"Quem tiver o seu segredo,
Não conte a mulher casada,
Esta conta ao seu marido,
O marido aos camaradas...
Em algum lugar lá pelo interior desse Brasil, um marido tinha uma mulher
que gabava-se em saber guardar segredo. Vivia dizendo que as outras eram saco
rasgado e ninguém podia confiar senão no juízo dela.
Tanto se gabou e se gabou que o marido pensou em fazer uma experiência
para ver se a mulher era mesmo segura de língua.
Uma noite, voltando tarde para casa, o homem trouxe um grande ovo de
pata, que é muito maior do que os da galinha, e deitou-se na cama. Lá para as
tantas da madrugada, acordou a mulher, todo assustado e, pedindo que ela
guardasse todo segredo, contou que acabara de pôr um ovo!

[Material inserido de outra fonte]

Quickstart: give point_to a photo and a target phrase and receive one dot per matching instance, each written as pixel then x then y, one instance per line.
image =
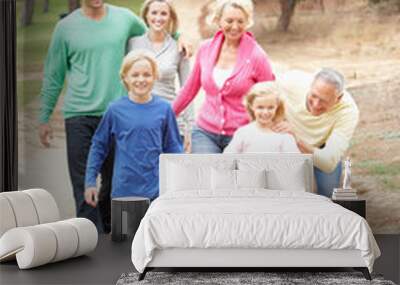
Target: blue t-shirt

A mulher só faltou morrer de admiração, mas o marido mostrou o ovo e ela
acreditou, jurando que nem ao padre confessor havia de dizer o que soubera.
Ora muito bem. Pela manhã, assim que o marido saiu para o trabalho a
mulher correu para a vizinha e, pedindo segredo de amiga, contou que o marido
pusera um ovo na cama e estava todo aborrecido com essa desgraça.
A vizinha prometeu que ninguém saberia, mas passou o dia contando o
caso, ao marido, aos vizinhos, aos conhecidos, sempre pedindo segredo.
E, como quem conta um conto aumenta um ponto, toda vez que a história
passava adiante o ovo ia mudando de número. Primeiro era um, depois dois, deppois
três... e ao anoitecer o homem já pusera meio cento de ovos.
Voltando para casa, o marido encontrou-se com um amigo e este lhe disse
que havia novidade naquela rua.
- Qual a novidade ?
- Não soube ? Uma coisa bem esquisita! Imagine que um morador nesta rua
pôs, penso eu, quase um cento de ovos, seu mano ! Diz que está muito doente e
que cada ovo tem duas gemas. É mesmo o fim do mundo.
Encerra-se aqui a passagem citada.